Еще не было восьми, когда началась артподготовка. Это Тумме мне объяснил, что орудийный обстрел вражеской обороны, которую собираются атаковать, называется артиллерийской подготовкой, - сам я этого не знал. Каждой нормальной атаке должен предшествовать орудийный огонь. С педантичностью бухгалтера Тумме перечислил мне разновидности артиллерийского огня: накрывающий огонь, истребительный, подавляющий, заградительный, методический.
   Вокруг рвались немецкие мины. Несколько снарядов вонзились рядом в бруствер, выбросив фонтаны земли. Меня даже подкинуло воздушной волной, но только этим я и отделался.
   Потом немцы пошли в атаку. Никогда я еще не видел столько вражеских солдат сразу. Вокруг свистят пули, а я не вижу, кто стреляет и откуда. Хорошо, если за несколько часов успеваешь заметить одного-двух лро-тивников. Но сейчас они шли на нас густой цепью, ведя огонь на ходу.

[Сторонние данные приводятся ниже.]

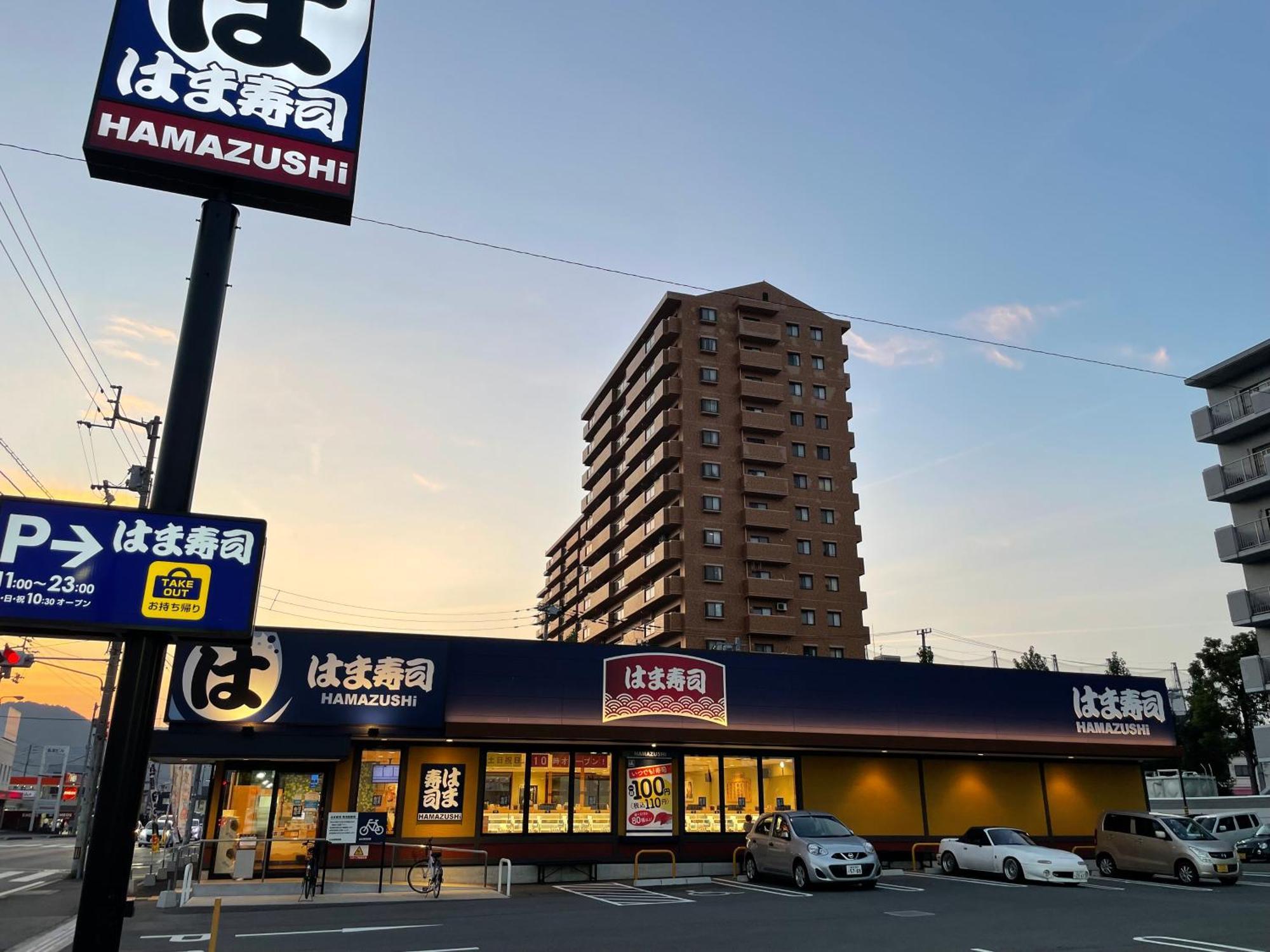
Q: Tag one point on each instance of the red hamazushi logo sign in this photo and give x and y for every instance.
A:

   Я следил за ними и почти ничего не переживал. Ни волнения, ни страха, ни злобы. Все стало привычным. В голове шевелилась мысль, что, пожалуй, глупо нарываться на шальную пулю, и еще я пытался сообразить, когда лучше всего открыть огонь. Насчет открытия огня нам не дали никаких особых распоряжений, так что, видимо, каждому придется действовать по своему усмотрению.

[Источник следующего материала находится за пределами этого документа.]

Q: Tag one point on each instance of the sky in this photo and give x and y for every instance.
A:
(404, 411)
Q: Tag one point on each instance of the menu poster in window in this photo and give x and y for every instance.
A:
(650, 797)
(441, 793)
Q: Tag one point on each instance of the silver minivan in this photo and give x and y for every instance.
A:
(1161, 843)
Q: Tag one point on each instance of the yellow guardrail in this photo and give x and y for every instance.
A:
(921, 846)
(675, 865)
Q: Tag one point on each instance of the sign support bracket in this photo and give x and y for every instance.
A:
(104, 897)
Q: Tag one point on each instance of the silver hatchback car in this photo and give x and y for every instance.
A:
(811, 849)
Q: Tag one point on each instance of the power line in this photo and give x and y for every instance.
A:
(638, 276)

   Совсем рядом кто-то из наших открыл стрельбу, и миг спустя пошел палить весь окоп. Но я медлил нажимать на спуск. Дистанция все еще казалась мне слишком большой. Тумме два раза выстрелил.
   Бой становился все ожесточеннее.
   Немцы несколько раз поднимались в атаку. Снаряды и мины сыпались на нас все гуще. Я опять подумал, что хорошо бы нас поддержали огнем корабельных орудий.

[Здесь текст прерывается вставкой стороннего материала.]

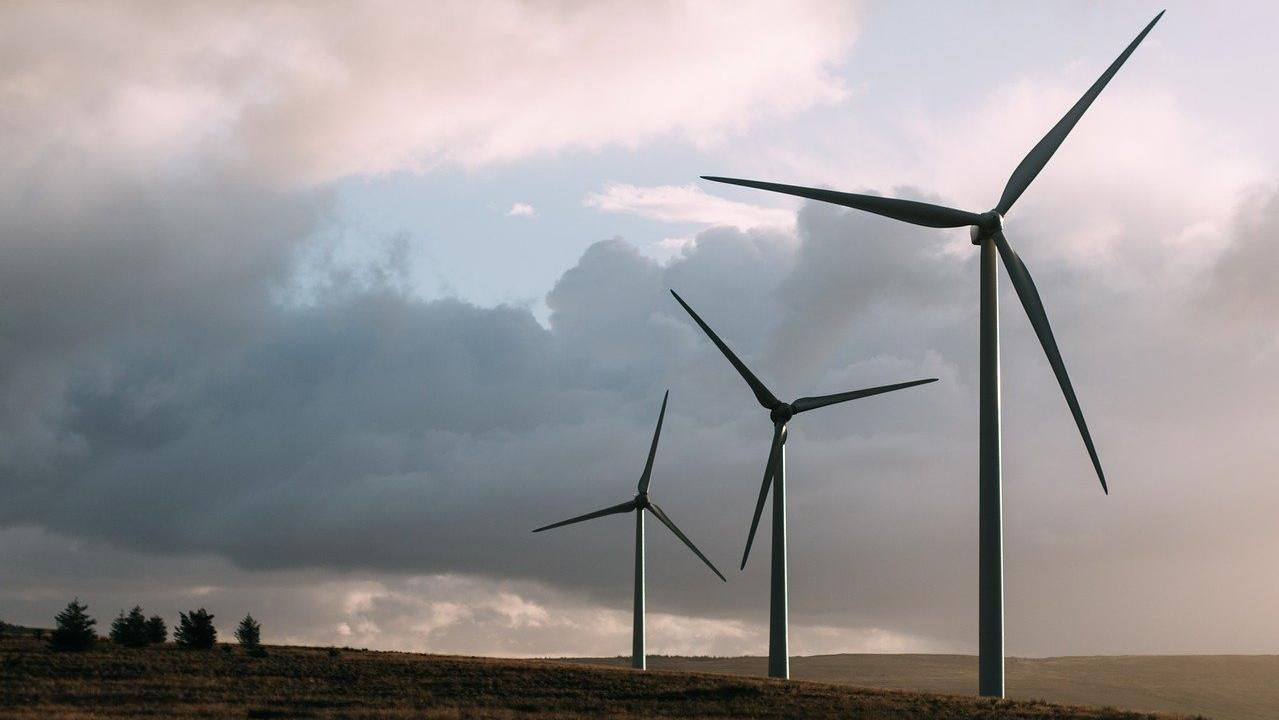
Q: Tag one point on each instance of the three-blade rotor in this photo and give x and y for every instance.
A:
(988, 225)
(641, 501)
(780, 412)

   Мы стойко выдерживали натиск фашистов.
   Таавета Тумме ранило совсем по-глупому, осколком нашего же снаряда. Первый защитный залп наших корабельных орудий или береговой батареи был неточным. Два крупнокалиберных снаряда взорвались прямо за окопом. Я услышал их нарастающий вой и с радостью подумал: наконец-то! Наверное, так же подумал и Та-авет, если он вообще обратил внимание на приближающийся со спины вой снарядов. К стрельбе мы привыкли. Снаряды пролетают высоко и разрываются в немецких окопах. Однако на этот раз вой внезапно оборвался и тут же два раза грохнуло. После того как пыль и дым рассеялись, я увидел, что Таавет упал лицом вниз. Я сразу кинулся к нему. Он был без сознания.
   Еще два снаряда разорвались там же. Сам я не заметил - мне ребята потом сказали. Я искал санитара и не мог найти. Какой-то матрос дал мне пакет первой помощи, и я забинтовал, как сумел, Таавета, спина которого была разодрана вдоль. Кровь не останавливалась и пропитала всю марлю. Я был беспомощный, злой и несчастный. Взял Таавета в охапку и вынес его из-под огня. Он был легкий, невероятно легкий. Я нес его, словно ребенка. Через час мне удалось пристроить его в машину, которая должна была увезти в город раненых. Тучме не пришел в сознание, лицо его стало совсем белым, он истекал кровью. Выжил он или умер от потери крови, я так и не знаю.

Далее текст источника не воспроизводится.